The former bedrock of this industrial giant, GE Power is a wholly owned subsidiary of General Electric and remains the largest business division, although it is currently on a sharp downward trajectory. This is especially true after the sale of GE Capital and the refocusing on core business segments. This division focuses on producing systems to implement power generation from wind, oil, gas and water to produce electric power. Interestingly, energy storage solutions were spun off from GE Power in October 2015 into a $1 billion startup called Current, focusing on building better batteries. For the year of 2017, GE reported revenue of $35.9 billion and profit of $2.7 billion. This was well below GE’s expectations, with the segment’s profits down 45% from the previous year and a whopping 88% from Q4 2016.

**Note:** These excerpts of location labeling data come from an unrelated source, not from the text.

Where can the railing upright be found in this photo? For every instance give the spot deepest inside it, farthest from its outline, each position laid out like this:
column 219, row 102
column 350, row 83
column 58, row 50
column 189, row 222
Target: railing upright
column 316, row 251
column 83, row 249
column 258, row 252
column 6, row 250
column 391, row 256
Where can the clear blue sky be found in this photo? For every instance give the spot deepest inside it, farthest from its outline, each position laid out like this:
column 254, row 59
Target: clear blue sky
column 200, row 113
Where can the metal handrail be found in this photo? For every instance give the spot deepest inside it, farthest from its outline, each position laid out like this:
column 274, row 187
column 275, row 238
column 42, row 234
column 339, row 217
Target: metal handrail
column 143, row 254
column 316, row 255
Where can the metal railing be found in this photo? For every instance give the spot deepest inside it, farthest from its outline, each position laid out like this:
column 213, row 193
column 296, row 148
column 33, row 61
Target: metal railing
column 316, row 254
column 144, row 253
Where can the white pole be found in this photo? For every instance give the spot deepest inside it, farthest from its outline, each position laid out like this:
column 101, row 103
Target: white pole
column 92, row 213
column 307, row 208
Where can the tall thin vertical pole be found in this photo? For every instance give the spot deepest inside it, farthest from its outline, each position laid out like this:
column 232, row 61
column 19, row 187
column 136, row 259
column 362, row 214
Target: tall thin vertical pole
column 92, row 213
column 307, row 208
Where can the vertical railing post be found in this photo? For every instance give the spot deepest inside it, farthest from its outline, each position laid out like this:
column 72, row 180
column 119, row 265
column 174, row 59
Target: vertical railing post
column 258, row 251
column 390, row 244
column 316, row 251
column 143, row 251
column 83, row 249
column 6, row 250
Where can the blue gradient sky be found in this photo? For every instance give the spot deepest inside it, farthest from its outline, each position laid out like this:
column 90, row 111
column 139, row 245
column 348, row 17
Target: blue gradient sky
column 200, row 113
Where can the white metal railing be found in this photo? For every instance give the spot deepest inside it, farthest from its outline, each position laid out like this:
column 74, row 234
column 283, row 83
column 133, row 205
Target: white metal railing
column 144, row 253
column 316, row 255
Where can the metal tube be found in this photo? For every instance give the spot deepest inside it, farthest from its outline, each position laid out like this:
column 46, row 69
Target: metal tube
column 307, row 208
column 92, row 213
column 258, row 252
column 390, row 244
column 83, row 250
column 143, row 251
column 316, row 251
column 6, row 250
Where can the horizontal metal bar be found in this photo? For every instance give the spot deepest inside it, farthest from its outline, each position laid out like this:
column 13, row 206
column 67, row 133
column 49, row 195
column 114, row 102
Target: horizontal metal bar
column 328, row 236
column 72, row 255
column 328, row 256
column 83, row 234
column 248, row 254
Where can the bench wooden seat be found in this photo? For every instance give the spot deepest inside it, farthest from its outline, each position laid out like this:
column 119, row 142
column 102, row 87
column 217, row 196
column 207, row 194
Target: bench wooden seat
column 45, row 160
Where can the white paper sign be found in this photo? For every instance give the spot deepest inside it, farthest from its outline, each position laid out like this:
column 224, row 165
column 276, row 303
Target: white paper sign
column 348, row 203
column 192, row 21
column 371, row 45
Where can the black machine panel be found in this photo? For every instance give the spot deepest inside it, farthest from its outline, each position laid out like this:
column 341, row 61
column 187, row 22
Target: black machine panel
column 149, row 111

One of the few business segments that has been consistently growing, GE aviation provides jets, turboprop engines, and designs software used by major aviation corporations. The segment has plans to have 60,000 jet engines connected to the internet by 2020, which they claim will save fuel and create fewer delays at airports. The segment’s revenue grew 4% in calender 2017 to $27.3 billion, with profits of $6.6 billion.
The third largest segment, GE’s Healthcare division grew steadily to revenue of $19.1 billion in 2017, with profits of $3.4 billion. In addition to being a healthcare provider, GE also creates medical technology and software. The company also has an “exclusive” health cloud platform for its users. In April 2018, GE announced the sale of certain software assets of GE Healthcare’s Value-Based Care Division to private equity firm Veritas Capital for $1.05 billion in cash.
GE Oil & Gas
GE Energy was spun off into three subsidiaries, including the aforementioned GE Power & Water, GE Oil & Gas and GE Energy Connections. GE Oil & Gas, as the fourth-largest revenue generator for GE, focuses on providing smart and efficient solutions to the oil and gas industry. GE is betting that better efficiency in production is what most producers want and it seems to be right, with revenue in calendar 2017 totaling $18.2 billion, up 34% from the previous year.
GE Renewable Energy
Also known as GE Energy Connections, this energy management division focuses on distribution, conversion, automation and optimization of energy sources. By focusing on an area that promotes sustainability and increased efficiency, there is plenty of room to grow. With $10.28 billion in revenues in calender 2017, this is the GE company to watch in coming years. The company creates environmentally friendly power solutions with wind, hydro, and solar tech.
What Does It Mean?
General Electric is not the same company it was just two years ago. It’s still a massive conglomerate and is one of the top 10 largest companies in the world, but with renewed focus on its roots in industrial machines and green energy is keeping the company afloat.